The primary advantage of an IIR-based controller is its reduced computational complexity. Each biquad filter only needs 5 multiplications and 4 additions per sample to calculate its output, and the total number of multiplications or additions is less than 100. This is several orders of magnitude less than for FIR-based controllers.
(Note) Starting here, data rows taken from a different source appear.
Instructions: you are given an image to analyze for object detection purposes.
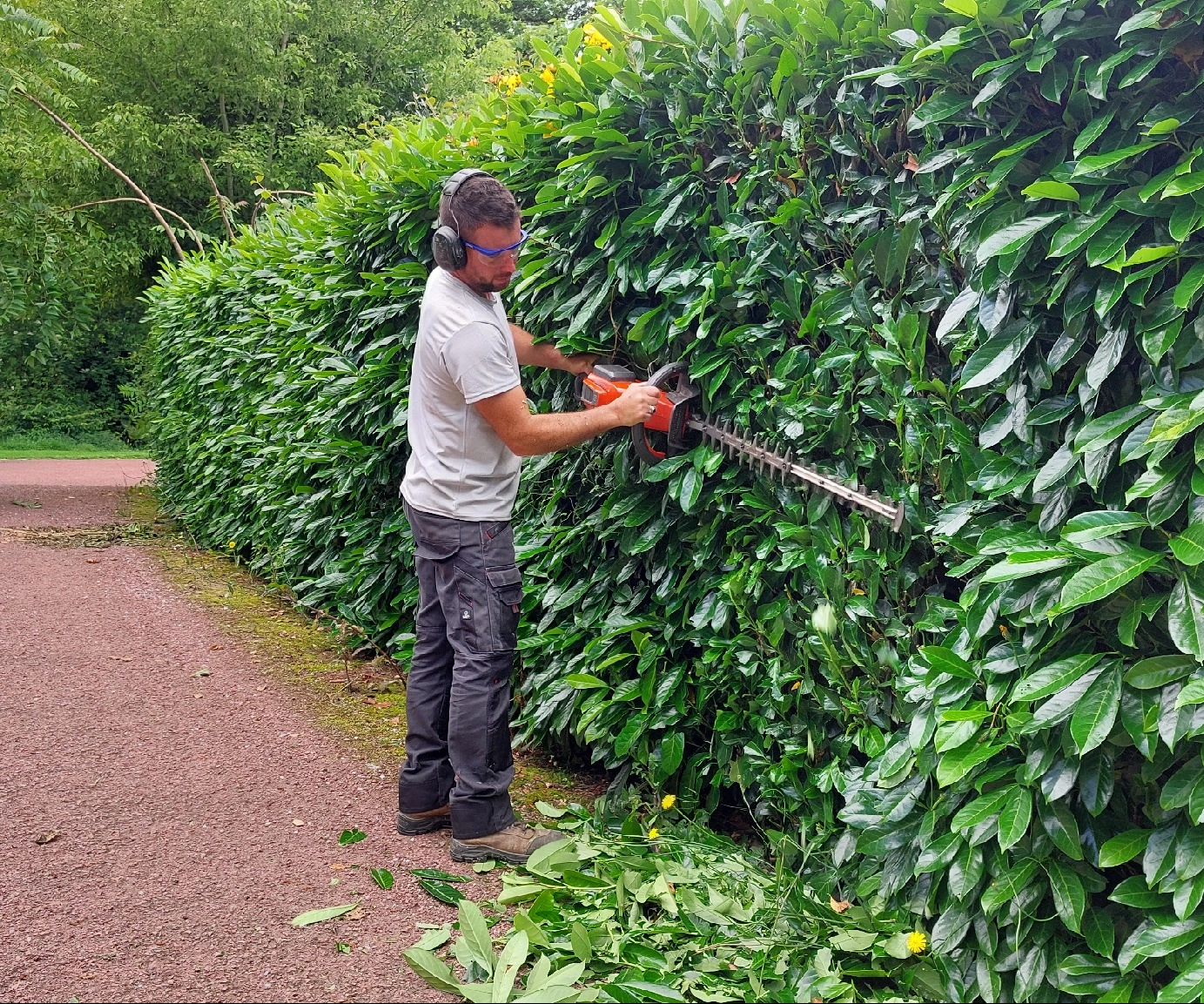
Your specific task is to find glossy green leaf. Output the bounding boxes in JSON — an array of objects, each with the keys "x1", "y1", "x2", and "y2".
[
  {"x1": 1167, "y1": 579, "x2": 1204, "y2": 660},
  {"x1": 997, "y1": 785, "x2": 1033, "y2": 851},
  {"x1": 1070, "y1": 664, "x2": 1121, "y2": 756},
  {"x1": 981, "y1": 857, "x2": 1039, "y2": 913},
  {"x1": 1043, "y1": 859, "x2": 1087, "y2": 933},
  {"x1": 1125, "y1": 655, "x2": 1197, "y2": 690},
  {"x1": 1174, "y1": 261, "x2": 1204, "y2": 311},
  {"x1": 1074, "y1": 141, "x2": 1158, "y2": 177},
  {"x1": 1100, "y1": 830, "x2": 1154, "y2": 868},
  {"x1": 289, "y1": 903, "x2": 359, "y2": 927},
  {"x1": 1167, "y1": 522, "x2": 1204, "y2": 567},
  {"x1": 1024, "y1": 182, "x2": 1079, "y2": 202},
  {"x1": 1010, "y1": 654, "x2": 1103, "y2": 702},
  {"x1": 1053, "y1": 549, "x2": 1162, "y2": 614},
  {"x1": 974, "y1": 212, "x2": 1069, "y2": 259},
  {"x1": 1062, "y1": 509, "x2": 1148, "y2": 544},
  {"x1": 961, "y1": 325, "x2": 1037, "y2": 390}
]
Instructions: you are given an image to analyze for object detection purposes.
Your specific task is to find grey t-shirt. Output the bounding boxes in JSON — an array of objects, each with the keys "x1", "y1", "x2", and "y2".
[{"x1": 401, "y1": 268, "x2": 521, "y2": 522}]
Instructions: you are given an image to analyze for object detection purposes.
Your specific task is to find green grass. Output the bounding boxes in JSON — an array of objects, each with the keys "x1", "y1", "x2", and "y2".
[{"x1": 0, "y1": 432, "x2": 149, "y2": 460}]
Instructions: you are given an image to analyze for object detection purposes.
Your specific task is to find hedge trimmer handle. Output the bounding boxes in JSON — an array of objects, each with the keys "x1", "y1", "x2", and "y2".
[
  {"x1": 631, "y1": 359, "x2": 698, "y2": 463},
  {"x1": 573, "y1": 361, "x2": 698, "y2": 463}
]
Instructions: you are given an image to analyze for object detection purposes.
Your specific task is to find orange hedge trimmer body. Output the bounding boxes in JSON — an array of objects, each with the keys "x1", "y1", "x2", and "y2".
[{"x1": 576, "y1": 362, "x2": 903, "y2": 529}]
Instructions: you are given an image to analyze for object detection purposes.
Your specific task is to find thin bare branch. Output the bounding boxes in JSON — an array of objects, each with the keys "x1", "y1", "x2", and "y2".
[
  {"x1": 16, "y1": 88, "x2": 185, "y2": 261},
  {"x1": 201, "y1": 157, "x2": 233, "y2": 245},
  {"x1": 64, "y1": 195, "x2": 205, "y2": 251}
]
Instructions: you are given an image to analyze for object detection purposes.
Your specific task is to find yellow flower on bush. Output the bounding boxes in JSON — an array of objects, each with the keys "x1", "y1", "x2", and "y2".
[{"x1": 585, "y1": 24, "x2": 612, "y2": 50}]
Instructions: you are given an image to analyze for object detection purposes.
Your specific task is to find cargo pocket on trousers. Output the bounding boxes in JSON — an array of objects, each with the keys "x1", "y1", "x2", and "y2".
[
  {"x1": 485, "y1": 680, "x2": 515, "y2": 771},
  {"x1": 485, "y1": 564, "x2": 522, "y2": 651}
]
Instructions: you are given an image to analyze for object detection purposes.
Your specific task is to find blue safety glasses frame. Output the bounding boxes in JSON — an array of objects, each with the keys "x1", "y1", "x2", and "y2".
[{"x1": 460, "y1": 229, "x2": 531, "y2": 258}]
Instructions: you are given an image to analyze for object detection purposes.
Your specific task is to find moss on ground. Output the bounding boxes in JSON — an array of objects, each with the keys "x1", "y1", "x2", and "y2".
[{"x1": 120, "y1": 488, "x2": 606, "y2": 821}]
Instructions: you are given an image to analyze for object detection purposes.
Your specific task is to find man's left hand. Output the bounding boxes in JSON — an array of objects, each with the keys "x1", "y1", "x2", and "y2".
[{"x1": 565, "y1": 353, "x2": 598, "y2": 375}]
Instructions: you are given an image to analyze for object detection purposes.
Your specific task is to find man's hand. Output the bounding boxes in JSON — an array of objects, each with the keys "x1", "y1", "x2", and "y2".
[
  {"x1": 609, "y1": 383, "x2": 661, "y2": 426},
  {"x1": 475, "y1": 384, "x2": 661, "y2": 456},
  {"x1": 565, "y1": 353, "x2": 598, "y2": 375}
]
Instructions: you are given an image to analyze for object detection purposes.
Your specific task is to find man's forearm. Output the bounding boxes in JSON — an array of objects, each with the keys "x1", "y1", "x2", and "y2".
[{"x1": 510, "y1": 406, "x2": 622, "y2": 456}]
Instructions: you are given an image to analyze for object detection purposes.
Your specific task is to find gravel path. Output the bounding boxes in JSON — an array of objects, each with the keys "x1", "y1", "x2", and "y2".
[{"x1": 0, "y1": 461, "x2": 455, "y2": 1001}]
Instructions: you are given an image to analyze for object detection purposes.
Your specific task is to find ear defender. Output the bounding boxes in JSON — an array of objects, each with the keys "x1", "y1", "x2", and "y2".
[{"x1": 431, "y1": 167, "x2": 488, "y2": 272}]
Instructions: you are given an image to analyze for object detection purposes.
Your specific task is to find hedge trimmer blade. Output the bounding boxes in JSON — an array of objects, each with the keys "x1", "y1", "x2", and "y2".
[
  {"x1": 573, "y1": 361, "x2": 903, "y2": 532},
  {"x1": 686, "y1": 416, "x2": 903, "y2": 531}
]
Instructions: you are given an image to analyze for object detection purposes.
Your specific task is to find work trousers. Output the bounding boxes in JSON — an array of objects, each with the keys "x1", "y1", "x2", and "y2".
[{"x1": 397, "y1": 503, "x2": 522, "y2": 840}]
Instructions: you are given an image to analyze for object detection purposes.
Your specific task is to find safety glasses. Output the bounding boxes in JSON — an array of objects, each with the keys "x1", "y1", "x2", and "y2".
[{"x1": 461, "y1": 230, "x2": 531, "y2": 258}]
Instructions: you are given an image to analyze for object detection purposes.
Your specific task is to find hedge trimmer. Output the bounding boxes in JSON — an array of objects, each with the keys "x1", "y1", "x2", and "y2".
[{"x1": 575, "y1": 362, "x2": 903, "y2": 531}]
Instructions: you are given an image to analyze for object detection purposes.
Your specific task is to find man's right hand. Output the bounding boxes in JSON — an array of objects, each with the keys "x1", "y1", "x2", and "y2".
[{"x1": 610, "y1": 383, "x2": 661, "y2": 426}]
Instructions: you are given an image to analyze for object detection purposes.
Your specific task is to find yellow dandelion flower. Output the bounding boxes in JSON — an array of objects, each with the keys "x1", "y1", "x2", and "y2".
[{"x1": 585, "y1": 24, "x2": 610, "y2": 50}]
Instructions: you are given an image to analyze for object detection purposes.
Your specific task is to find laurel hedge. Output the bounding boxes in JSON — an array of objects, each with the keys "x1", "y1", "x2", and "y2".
[{"x1": 149, "y1": 0, "x2": 1204, "y2": 1001}]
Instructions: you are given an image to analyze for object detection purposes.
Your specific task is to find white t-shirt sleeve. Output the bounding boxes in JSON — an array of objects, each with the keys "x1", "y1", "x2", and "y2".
[{"x1": 443, "y1": 323, "x2": 521, "y2": 405}]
Based on this reduced computational complexity, the sampling frequency could be greatly increased up to 192 kHz or 384 kHz (typically used in commercial chips) so that a much smaller controller delay could be obtained. Consequently, a better noise reduction performance could be expected due to enhanced system causality.

ANC system structure

To derive the transfer function of a hybrid ANC system, let us represent it as a signal flow graph:

List of abbreviations:

Abbreviation Definition
ERP Error reference point (error microphone location)
DRP Drum reference point
REF Reference microphone
PP Primary path
SP Secondary path
FF Feedforward controller
FB Feedback controller

Designing a controller necessitates obtaining accurate measurements of the plant to be controlled. In (feedback) active noise control, the plant includes multiple electro-acoustic components and the acoustic path inside the ear. This path from the ANC output to the error microphone output is commonly referred to as the secondary path (SP).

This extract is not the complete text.